Tuesday, November 26, 2013

O.J. REMEMBERED

What's forgotten is not forgotten.


Oh, that face, blank eyes, that embarrassed, face-aching smile.

I'm picturing:   
Johnnie Cochran -- confident, smooth -- oh, I respected him, but disliked him -- seriously disliked him when he played what commentators called the "race card." And Johnnie Cochran's race card is now, part of our culture, used again and again.

The fashionably dressed Marcia Clark -- she made her appearance every day in a different outfit, distracting us. Why oh why was she was in charge of the prosecution? I didn't feel she was strong or tough, or sufficiently experienced. I can't help blaming her for that "not guilty" verdict.
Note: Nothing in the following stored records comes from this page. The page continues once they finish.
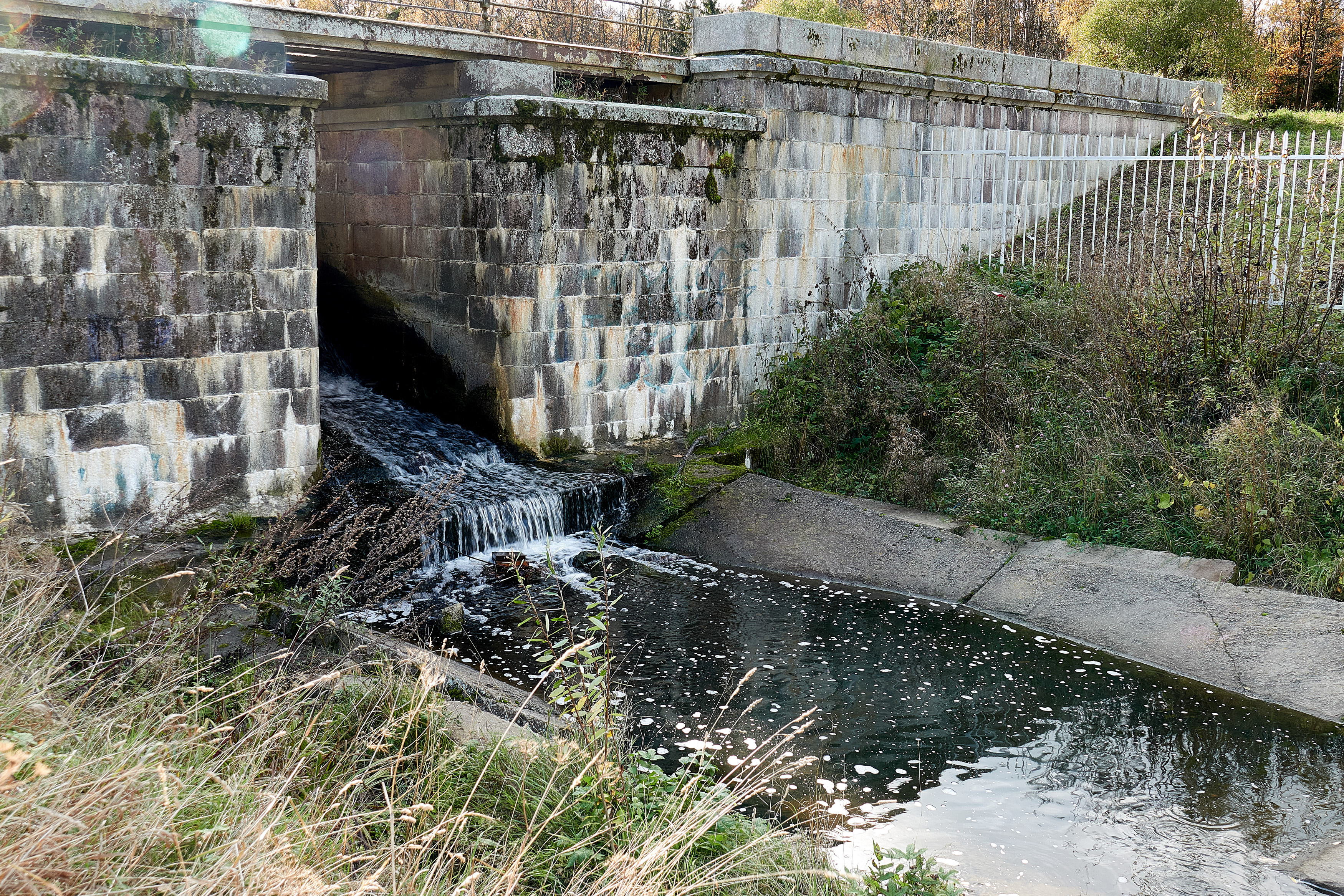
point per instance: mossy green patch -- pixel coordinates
(232, 526)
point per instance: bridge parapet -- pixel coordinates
(581, 272)
(558, 270)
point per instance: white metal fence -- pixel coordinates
(1198, 203)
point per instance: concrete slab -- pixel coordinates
(1159, 562)
(1324, 870)
(1288, 648)
(768, 524)
(910, 515)
(1283, 648)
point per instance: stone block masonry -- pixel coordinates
(158, 288)
(594, 273)
(559, 272)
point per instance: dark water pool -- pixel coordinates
(1031, 765)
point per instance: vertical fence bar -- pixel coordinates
(1292, 209)
(1059, 191)
(1082, 195)
(1158, 194)
(1322, 199)
(1228, 176)
(1335, 232)
(1185, 194)
(1105, 237)
(1035, 195)
(1073, 181)
(1279, 213)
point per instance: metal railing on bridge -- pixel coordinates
(616, 25)
(1201, 203)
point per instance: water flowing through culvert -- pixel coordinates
(1031, 765)
(498, 504)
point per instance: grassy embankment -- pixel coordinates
(1191, 416)
(132, 764)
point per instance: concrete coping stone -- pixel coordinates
(25, 66)
(414, 42)
(556, 111)
(890, 80)
(756, 33)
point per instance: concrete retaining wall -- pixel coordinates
(158, 270)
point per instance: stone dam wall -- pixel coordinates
(158, 288)
(551, 270)
(594, 273)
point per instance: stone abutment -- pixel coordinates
(553, 270)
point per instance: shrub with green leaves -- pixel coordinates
(1197, 417)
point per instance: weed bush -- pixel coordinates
(128, 765)
(1199, 418)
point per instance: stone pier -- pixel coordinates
(550, 269)
(158, 288)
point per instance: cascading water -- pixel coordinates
(1027, 764)
(498, 504)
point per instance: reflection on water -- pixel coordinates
(1031, 765)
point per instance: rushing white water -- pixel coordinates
(498, 504)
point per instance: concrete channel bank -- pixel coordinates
(1178, 614)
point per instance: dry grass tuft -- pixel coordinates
(134, 766)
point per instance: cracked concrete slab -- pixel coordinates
(768, 524)
(1277, 647)
(1151, 617)
(1136, 559)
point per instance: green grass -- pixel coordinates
(232, 526)
(135, 767)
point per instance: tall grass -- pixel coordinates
(134, 765)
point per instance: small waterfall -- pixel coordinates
(499, 504)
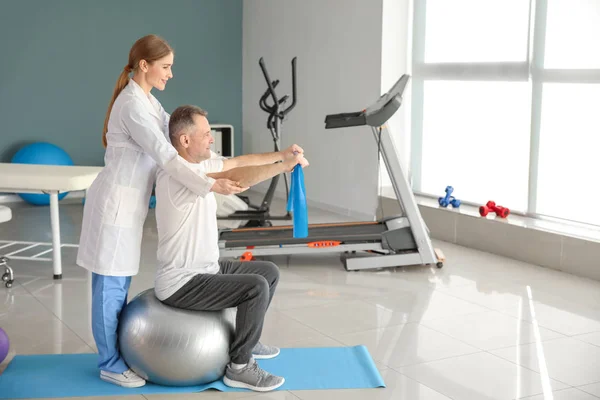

Kato -- we sneered at him as a sponger who was hoping his friendship with O.J. would pay off. Yes indeed -- it did pay off -- Kato Kaelin became a name and has had a career, sort of, based on what he is.

I liked Mark Fuhrman. The evidence he dug up and presented was so important -- what an awful time he had because he said he never used that no-no-word. Convicted of perjury, the validity of his findings was diminished -- the evidence was dismissed, because he'd used the no-no-word. Was that the beginning of the woeful things that happen to anyone who says nigger?

What happened to Alan Dershowiz, Barry Scheck, Robert Shapiro, the Goldman family? Is Judge Ito still a judge? What's Denise Brown doing now, and O.J.'s pal, lawyer Kardashian,  whose family has ballooned into celebrities that plague us every day  with their nonsense?

O.J. -- all those scenes, the players, those faces expressing their attitudes -- when was it-- almost 20 years ago, and yet it's still so vivid in my mind.

Seeing that monster today in his prison uniform, that fat-face, that face-aching grin -- he's not the hero, not the self-loving, utterly confident guy he used to be. He's National Enquirer news -- caught stealing cookies as he left the prison cafeteria -- a prison guard digging into his shirt -- prison guard throwing O.J.'s stolen oatmeal cookies on the prison floor.

I'm celebrating -- wowy, yay, hurray -- a slob's greed displayed to the world --  the disgraced foolish, self-centered murdering monster O.J. -- yay -- stuck in prison for at least another four more years.

I still see and am still morally disgusted at how O.J. looked as he heard "not guilty." And the other players in the Trial of teh Century, -- where are they, what happened to them? I looked it up -- it's fascinating to note how much tragedy has befallen the "dream team."

The Enquirer said it cost over $20 million to fight and   defend him; there were 50,000 pages of trial transcript, 150 witnesses  involved in getting that not guilty verdict. I find myself thinking for a  second about Casey  Anthony, and what's her name  who testified for 18  days ... her name?  Jodie Arias. Will we ever forget O.J's name?

If you're curious to see what happened to some of them, how they look now, and what they're doing now -- here's ABCs report. 

No -- we who watched the Trial of the Century will never forget O.J. Simpson.

2 comments:

Carola said...

You're right, we probably won't forget - but I'd like to.

Dustspeck said...

When I think of that time, I think more of the L.A. Riots and how people made decisions that changed the country and reverberate still in the now. We're supposed to forget everything that's real and live in a B.S. dream world that's constructed for us one show- trial at a time I guess? I turn away from that illness that televised media has embraced with all its might for as long as I can remember. I don't want to be programmed by the media in anyway. If you turn on to any of those spectacles, you're willingly allowing them to fill you with a slanted view of circumstances far beyond your control that will do nothing to better your life; rather, they'll most likely anger you in one way or another and that's just not healthy.